It’s why I continue to urge all states which welcomed refugees to stop any forced return. You know civilians will not be returning home, they will be returning to Assad’s torture dungeons.
When you speak about things like detention, torture and atrocities for 10 years, suddenly normal things, like childhood and life before the revolution become harder to recall. That is why I carry my father’s picture. I fear that we only exist if we are remembered. It’s why I took photos of him and 120 other detainees to the courthouse of the first trial against officials in Assad’s torture regime in Koblenz in Germany. As families, we are deeply frustrated by the UN’s collective failure to address these atrocities at the International Criminal Court. Assad himself should be on trial!
This month families and victims launched a Charter for Truth and Justice to once again demand urgent action from this forum. It is a victim-centred roadmap that you can all follow to fulfil the demands of victims of unlawful arrest, enforced disappearance, and torture – for the immediate release of detainees, and a halt to inhuman treatment and gender-and-sexual- based violence.
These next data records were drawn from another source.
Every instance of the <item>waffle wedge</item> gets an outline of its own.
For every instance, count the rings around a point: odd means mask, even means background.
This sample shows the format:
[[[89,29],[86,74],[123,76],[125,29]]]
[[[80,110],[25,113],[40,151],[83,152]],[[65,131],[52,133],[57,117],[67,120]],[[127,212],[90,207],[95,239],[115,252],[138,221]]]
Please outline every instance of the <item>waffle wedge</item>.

While we continue to seek accountability for crimes against humanity, justice for Syria has to begin with the release of all detainees, and an end to the use of unlawful detention and enforced disappearance as a weapon to silence and terrorize communities. If we all agree on this then urgent action needs to be taken now to release all detainees. Not as prisoner exchanges arranged between military sides, but as part of a comprehensive solution to these crimes.
Our plight is urgent. This assembly has turned a blind eye to children suffocating under the rubbles of their own homes. Their families have not. Now you are turning a blind eye to young women and men being snatched from their families today in Syria. Their families will not! They have even endured the pain of searching through photos of tortured bodies for answers.
Assad’s Syria is a torture state enabled by some members of this assembly, but it will become my home again. As Syrians we have been through horrific things, but we do not give up fighting for our freedom.
Who am I to say there is no hope? Who are you to say that?